Building on my "less writing, more playing" agenda from 2021, I culled a considerable amount of my backlog last year, focusing my playtime and my Glog posts on fewer and more-remarkable games (as the Steam timeline's colored-in segments show).
As for those replays: I dug up Assassin's Creed IV after watching Our Flag Means Death, and The Witcher's TV series has had me jonesing to revisit Wild Hunt (plus Hearts of Stone) since my 2019 recap. Media consumption! Am I right?
... anyway. My DLC and expansion activity in 2022 tells a similar story:
While it'd be hard to beat the quantity of DLCs (especially Mass Effect's) I played in 2021, last year's quality of add-ons was surprisingly solid.
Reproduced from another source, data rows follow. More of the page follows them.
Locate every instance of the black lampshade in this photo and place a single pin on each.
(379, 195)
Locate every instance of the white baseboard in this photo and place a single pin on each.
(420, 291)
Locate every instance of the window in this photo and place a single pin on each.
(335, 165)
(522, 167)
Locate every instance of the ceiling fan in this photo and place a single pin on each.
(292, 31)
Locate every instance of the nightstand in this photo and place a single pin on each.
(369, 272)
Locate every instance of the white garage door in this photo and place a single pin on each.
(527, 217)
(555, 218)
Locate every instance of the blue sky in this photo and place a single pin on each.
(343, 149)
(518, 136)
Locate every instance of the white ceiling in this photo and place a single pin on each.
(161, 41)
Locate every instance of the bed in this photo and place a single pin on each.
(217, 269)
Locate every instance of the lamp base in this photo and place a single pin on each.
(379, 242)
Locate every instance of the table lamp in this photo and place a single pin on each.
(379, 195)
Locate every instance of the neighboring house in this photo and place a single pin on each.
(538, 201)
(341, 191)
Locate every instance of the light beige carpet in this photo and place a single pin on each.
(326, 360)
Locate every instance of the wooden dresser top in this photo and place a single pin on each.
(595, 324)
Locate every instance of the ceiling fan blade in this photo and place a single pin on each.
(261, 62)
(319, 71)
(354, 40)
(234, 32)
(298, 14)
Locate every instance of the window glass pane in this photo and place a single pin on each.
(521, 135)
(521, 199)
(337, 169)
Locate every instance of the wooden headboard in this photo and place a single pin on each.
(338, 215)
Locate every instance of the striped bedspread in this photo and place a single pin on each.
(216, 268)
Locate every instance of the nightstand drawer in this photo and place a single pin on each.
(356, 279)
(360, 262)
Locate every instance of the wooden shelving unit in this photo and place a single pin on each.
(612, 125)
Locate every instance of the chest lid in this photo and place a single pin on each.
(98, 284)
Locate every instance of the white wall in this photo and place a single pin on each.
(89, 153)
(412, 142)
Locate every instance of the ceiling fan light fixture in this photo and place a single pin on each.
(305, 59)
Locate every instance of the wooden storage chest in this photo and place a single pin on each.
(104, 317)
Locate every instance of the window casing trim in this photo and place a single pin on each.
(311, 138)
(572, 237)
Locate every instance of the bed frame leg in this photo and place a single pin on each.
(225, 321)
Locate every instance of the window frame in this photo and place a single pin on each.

- South Park: The Fractured But Whole's extra chapters From Dusk Till Casa Bonita and Bring the Crunch both did great at channeling that classic South Park sense of humor, while experimenting with some passably-fun gameplay twists.
- Control's comprehensive, unsettling yet entertaining tone (and its tense shooting-supernatural-monsters action) carried through into very substantial side-stories in The Foundation and AWE.
- And of course, it cannot be overstated how essential Hearts of Stone is to the whole Geralt experience.
These add-ons were good, just like the main games I played last year. I mean, check out these rating values:
Here, summarily, is the glorious result of my ruthless backlog management. A majority - more than half! - of my post ratings were positive, for the first time since 2015 (which was itself a statistical aberration).
I played a satisfying amount of Awesome games, with the expectedly-impressive Horizon Forbidden West, the unexpectedly endearing Marvel's Guardians of the Galaxy, the shockingly compelling Control + The Foundation + AWE, and a comfortably enthralling return to The Witcher 3: Wild Hunt + Hearts of Stone.
And I got a healthy serving of Good, highlights including the fun and funny South Park games, the action-packed time-hopping Deathloop, the science-fantasy time-bopping Outer Wilds, and the ... Shakespearean time-skipping Elsinore.
(Plus Omensight and The Forgotten City; I hadn't planned on getting stuck in so many time loops! Call that another of my niches, I guess, along with nonograms and programming puzzles.)
2022 only held a few, mild disappointments, like the over-extended Star Wars Jedi: Fallen Order (Meh), the genre-confused Batbarian: Testament of the Primordials (Meh), and the terminally dull Evoland 2 (Bad).
So what's next?
Some pretty exciting franchise entries and sequels are targeting 2023, like Hollow Knight: Silksong, The Legend of Zelda: Tears of the Kingdom, and Suicide Squad: Kill the Justice League. But all of these games have histories with release dates that ... well, I'm not holding my breath.
God of War Ragnarök will almost certainly be the swan song of my PS4, since the upcoming Horizon Forbidden West DLC is apparently skipping it.
Although my backlog has thinned out, I've got positive expectations for its remainders, especially Cyberpunk 2077, Disco Elysium, and The Outer Worlds.
But for now, I'm already in the thick of The Witcher 3: Wild Hunt - Blood and Wine. And I still need to finish investigating Outer Wilds: Echoes of the Eye -- more on that, uh, eventually.